Mr. Goehring plays trumpet, valve trombone, and hammer dulcimer, and has performed a variety of musical styles, including jazz, classical, pop, and bluegrass. He performs solo, and with the Sault Swing Band, and will be performing later this week with the Swing Band at the Les Cheneaux Antique Wooden Boat Show and Festival of Arts in Hessel. He was a trumpet major at Oberlin College in Ohio, and he has performed in bands, ensembles, and choruses at Oberlin Conservatory of Music in Ohio, one of the oldest music conservatories in the United States.

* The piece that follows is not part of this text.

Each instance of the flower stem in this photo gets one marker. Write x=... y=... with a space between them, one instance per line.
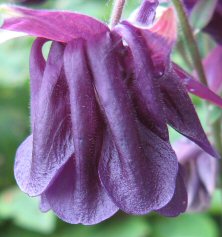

Annegret Goehing of Hessel is the Les Cheneaux Historical Museum curator, and an acclaimed local artist. She is best
known for her intricate scissor cuttings, but more recently has been demonstrating the art of Pysanky, which is an ancient form of folk art from the Ukraine. She learned the craft from Mary Torsky of Cedarville, an awardwinning Pysanky artist whose Michigan egg was displayed at the state capital and in the White House in Washington, D.C. Eggs are decorated by using beeswax and dyes, particularly around Easter, when the eggs are given as gifts.
The artist starts by drawing on the egg with a tool that applies wax to protect portions of the egg from color, leaving them white. The egg is then dyed, and wax is applied to protect another design from the next color. The artist continually applies dyes and wax until the end, when a candle is used to melt all of the wax off, leaving a multi-colored egg with symbolism and patterns.
Artist of the Week demonstrations are free.